Prawn, melon and peanut salad is the perfect mix of sweet and crunchy. This colourful dish can be a perfect side or appetiser, especially for a holiday lunch! Be sure to share with people who bring some flavour to your life.
Prawn, melon and peanut salad
- 60ml (¼ cup) olive oil
- 2 garlic cloves, finely chopped
- 1 green chilli, finely chopped
- 2cm ginger, finely grated
- 500g prawns, shells removed and deveined
- salt and freshly ground black pepper, to taste
- ½ melon, thinly sliced into ribbons
- 60ml (¼ cup) unsalted peanuts, toasted
- 2 limes, cut into wedges
- a handful of fresh coriander, to serve
- 45ml (3 tbsp) sweet chilli sauce
- 45ml (3 tbsp) olive oil
- 10ml (2 tsp) chopped coriander
- salt and freshly ground pepper, to taste
Combine olive oil, garlic, chilli, ginger and prawns in a big bowl and leave to marinate in the fridge for 1 hour.
Heat a frying pan over high heat.
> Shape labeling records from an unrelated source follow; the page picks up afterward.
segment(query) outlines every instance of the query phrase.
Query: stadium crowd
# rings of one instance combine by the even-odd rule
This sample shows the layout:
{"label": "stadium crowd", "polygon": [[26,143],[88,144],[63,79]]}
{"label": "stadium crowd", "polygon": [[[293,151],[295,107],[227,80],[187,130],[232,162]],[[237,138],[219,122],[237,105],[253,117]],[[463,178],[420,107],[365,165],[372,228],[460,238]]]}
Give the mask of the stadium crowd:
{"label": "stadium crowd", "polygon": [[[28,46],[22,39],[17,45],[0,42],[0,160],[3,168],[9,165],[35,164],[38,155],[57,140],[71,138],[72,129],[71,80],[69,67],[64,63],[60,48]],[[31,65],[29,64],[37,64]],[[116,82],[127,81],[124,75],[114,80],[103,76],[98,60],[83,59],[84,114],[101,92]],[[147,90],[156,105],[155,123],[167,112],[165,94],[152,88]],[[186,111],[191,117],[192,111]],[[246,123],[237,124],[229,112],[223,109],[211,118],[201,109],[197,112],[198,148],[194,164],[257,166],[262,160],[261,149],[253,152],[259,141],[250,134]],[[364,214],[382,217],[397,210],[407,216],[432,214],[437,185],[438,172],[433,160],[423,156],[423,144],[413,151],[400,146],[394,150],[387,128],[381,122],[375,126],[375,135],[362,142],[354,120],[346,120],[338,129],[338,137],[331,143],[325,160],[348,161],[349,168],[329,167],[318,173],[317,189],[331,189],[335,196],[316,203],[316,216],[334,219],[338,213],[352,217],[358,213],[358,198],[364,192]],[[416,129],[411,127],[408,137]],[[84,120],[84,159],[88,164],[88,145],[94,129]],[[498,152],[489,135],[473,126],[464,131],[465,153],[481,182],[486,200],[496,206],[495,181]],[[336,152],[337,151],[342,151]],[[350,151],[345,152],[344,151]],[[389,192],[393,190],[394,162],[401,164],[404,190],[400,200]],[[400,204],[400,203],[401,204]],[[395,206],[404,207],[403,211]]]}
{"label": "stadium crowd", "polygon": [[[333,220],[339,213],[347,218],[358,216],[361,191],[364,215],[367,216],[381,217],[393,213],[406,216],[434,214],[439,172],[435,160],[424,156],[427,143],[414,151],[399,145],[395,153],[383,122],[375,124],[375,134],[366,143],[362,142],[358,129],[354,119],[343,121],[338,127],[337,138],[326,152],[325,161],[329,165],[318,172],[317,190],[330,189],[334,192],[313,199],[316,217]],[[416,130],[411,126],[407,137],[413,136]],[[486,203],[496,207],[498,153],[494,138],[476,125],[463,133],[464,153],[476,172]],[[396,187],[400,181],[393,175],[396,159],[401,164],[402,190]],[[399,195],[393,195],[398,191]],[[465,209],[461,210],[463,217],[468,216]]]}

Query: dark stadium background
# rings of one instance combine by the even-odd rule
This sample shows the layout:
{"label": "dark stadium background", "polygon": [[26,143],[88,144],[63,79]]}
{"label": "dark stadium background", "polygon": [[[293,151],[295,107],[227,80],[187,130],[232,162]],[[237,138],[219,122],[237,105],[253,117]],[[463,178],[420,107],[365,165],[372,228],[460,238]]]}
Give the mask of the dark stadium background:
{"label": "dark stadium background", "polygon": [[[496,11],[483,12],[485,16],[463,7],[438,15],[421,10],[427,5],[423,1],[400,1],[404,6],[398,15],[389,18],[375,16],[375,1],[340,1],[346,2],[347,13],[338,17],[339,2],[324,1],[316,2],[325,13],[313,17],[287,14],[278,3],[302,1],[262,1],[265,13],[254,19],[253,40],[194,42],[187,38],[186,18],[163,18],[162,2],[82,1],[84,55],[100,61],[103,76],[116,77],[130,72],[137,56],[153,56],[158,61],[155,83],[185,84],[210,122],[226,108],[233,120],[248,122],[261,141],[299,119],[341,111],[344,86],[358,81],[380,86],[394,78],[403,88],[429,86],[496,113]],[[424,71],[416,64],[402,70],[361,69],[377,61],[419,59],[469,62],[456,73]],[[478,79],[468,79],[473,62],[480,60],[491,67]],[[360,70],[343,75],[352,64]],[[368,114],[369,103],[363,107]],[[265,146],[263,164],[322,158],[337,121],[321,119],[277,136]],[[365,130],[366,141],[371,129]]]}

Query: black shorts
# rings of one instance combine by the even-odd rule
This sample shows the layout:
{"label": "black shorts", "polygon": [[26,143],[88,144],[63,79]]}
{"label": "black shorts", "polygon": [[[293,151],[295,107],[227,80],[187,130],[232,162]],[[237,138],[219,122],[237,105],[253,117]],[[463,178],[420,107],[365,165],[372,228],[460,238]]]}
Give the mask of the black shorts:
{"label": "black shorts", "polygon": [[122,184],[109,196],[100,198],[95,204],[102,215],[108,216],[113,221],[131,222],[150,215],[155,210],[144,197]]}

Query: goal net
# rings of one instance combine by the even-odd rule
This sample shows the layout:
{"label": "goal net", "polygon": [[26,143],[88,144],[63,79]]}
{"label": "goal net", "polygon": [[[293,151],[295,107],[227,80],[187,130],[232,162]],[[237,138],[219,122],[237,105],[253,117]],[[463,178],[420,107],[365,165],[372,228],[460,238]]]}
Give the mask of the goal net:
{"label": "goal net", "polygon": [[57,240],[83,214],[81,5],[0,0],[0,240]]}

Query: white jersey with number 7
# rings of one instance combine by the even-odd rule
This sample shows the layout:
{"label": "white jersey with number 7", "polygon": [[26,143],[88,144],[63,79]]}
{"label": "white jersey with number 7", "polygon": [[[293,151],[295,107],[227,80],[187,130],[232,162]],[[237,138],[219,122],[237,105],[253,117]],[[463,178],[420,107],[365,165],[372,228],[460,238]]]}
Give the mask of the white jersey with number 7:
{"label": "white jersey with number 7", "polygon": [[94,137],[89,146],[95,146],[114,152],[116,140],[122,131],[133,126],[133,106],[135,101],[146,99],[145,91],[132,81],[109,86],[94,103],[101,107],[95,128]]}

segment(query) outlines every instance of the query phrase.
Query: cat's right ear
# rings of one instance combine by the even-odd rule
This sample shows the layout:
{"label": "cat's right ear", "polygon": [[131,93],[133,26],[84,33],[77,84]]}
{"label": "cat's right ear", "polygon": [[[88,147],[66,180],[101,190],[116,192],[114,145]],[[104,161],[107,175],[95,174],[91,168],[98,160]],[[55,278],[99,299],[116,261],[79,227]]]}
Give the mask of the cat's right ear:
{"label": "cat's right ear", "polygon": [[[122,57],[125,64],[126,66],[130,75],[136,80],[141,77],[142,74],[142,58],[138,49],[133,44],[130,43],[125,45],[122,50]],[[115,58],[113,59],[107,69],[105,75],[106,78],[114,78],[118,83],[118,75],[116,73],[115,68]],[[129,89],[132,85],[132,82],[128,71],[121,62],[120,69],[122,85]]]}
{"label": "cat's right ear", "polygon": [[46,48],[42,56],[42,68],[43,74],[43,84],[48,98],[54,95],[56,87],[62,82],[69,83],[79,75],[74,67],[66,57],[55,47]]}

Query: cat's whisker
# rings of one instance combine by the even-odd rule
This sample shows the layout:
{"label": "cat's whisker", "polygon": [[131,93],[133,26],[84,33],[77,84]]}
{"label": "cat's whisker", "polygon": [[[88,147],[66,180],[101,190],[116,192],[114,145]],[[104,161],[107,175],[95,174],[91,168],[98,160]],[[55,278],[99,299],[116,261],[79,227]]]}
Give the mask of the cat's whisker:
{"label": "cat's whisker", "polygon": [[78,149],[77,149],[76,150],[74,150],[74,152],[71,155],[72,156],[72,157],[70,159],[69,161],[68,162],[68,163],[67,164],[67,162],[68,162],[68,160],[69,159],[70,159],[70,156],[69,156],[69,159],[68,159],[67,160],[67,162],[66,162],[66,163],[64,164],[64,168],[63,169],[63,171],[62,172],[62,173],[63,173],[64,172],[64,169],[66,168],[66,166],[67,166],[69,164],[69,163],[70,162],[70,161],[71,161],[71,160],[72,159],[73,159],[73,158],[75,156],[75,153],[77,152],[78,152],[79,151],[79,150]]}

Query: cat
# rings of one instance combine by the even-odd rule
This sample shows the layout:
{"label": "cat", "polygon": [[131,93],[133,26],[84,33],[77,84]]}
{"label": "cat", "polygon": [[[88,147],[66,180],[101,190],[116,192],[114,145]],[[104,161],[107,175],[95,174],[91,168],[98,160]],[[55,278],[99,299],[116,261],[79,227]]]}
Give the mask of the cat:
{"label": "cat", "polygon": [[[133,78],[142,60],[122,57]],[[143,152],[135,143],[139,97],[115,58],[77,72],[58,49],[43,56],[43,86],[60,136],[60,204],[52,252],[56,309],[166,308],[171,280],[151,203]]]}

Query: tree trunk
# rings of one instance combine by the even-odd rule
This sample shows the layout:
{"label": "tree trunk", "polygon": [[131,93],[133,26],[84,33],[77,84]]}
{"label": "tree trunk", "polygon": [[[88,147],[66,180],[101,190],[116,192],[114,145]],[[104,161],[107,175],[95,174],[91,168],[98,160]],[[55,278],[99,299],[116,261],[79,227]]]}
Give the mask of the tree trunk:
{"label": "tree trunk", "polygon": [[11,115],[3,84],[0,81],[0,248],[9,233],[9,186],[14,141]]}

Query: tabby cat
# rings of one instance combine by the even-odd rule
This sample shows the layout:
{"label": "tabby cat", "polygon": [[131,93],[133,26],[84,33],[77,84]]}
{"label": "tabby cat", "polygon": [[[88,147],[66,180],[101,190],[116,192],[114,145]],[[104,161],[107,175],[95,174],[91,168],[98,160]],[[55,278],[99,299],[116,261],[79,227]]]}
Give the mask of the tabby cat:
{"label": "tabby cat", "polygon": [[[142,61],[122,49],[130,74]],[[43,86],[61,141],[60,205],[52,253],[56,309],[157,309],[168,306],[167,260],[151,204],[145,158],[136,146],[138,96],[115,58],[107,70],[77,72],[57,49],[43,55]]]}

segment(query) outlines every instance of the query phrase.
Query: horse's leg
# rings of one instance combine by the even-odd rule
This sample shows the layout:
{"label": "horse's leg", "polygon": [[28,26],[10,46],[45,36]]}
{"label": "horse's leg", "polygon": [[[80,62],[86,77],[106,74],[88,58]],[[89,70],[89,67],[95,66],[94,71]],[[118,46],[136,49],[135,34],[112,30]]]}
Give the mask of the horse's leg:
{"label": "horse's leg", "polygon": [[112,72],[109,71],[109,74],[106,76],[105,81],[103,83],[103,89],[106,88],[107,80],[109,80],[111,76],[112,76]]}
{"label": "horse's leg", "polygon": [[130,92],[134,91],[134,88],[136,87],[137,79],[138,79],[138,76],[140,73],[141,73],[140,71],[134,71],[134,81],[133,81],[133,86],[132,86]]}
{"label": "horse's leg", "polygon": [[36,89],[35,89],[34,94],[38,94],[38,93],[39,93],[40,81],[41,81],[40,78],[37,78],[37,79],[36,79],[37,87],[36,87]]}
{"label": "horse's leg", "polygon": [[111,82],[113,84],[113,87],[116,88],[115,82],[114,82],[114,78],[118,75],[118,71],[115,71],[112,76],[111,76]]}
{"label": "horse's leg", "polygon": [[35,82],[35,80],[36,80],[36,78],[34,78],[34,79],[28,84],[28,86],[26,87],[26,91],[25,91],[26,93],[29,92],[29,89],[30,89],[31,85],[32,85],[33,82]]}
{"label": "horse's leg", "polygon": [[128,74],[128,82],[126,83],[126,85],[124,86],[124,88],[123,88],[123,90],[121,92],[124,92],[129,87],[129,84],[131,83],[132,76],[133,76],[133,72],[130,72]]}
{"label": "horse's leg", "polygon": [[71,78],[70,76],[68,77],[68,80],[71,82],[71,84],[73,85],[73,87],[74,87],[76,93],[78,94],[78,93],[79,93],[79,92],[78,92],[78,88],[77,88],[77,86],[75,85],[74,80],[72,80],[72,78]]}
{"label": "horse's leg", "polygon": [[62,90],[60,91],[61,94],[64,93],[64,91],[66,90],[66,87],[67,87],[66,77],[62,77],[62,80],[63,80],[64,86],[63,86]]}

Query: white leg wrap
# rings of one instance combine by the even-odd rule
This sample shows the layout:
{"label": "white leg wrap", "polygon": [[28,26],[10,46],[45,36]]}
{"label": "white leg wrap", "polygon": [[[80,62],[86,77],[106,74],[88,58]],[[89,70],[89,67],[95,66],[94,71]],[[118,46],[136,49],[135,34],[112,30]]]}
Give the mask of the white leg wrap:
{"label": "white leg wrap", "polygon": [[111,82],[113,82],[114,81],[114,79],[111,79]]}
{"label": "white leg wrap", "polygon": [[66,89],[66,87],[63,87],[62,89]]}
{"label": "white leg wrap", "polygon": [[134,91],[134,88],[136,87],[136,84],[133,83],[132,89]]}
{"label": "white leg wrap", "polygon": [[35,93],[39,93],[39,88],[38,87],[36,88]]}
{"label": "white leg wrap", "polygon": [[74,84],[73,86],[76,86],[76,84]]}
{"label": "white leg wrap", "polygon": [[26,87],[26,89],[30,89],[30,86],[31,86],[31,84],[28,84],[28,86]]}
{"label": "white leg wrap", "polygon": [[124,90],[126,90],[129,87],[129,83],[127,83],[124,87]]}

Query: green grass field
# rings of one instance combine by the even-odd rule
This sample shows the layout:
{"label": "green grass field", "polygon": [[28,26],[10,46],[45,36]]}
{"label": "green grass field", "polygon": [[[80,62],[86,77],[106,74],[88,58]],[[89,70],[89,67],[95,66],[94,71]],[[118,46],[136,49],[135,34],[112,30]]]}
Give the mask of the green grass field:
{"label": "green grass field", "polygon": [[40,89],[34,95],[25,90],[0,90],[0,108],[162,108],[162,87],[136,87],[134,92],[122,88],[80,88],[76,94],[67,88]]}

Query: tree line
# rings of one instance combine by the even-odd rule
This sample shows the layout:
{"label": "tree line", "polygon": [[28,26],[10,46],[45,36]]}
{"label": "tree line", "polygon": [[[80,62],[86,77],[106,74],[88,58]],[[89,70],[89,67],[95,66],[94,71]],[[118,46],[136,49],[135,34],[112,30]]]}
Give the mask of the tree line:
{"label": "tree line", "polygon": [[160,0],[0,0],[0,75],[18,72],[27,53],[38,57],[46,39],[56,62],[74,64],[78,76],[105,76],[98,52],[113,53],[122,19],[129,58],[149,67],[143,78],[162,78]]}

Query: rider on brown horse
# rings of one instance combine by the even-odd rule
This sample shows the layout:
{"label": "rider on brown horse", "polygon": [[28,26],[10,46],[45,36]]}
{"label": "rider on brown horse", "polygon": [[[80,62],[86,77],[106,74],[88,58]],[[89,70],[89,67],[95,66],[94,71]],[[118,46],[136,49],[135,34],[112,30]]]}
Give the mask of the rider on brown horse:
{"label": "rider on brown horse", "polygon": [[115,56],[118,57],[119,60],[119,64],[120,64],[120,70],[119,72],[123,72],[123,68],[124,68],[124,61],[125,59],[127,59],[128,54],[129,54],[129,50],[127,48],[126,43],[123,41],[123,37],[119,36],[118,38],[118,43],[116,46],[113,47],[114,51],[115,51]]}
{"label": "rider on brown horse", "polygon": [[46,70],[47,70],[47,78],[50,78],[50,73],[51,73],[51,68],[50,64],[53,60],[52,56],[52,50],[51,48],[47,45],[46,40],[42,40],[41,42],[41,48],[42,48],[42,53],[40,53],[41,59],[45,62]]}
Remove prawns from the marinade and season. Fry prawns until pink and cooked, tossing occasionally, about 5 – 10 minutes.
For the dressing, combine the sweet chilli sauce, olive oil and coriander, season and set aside.
Place the melon ribbons and prawns on a serving plate. Sprinkle the peanuts over and garnish with lime wedges and coriander. Drizzle over a little dressing and serve with extra dressing on the side.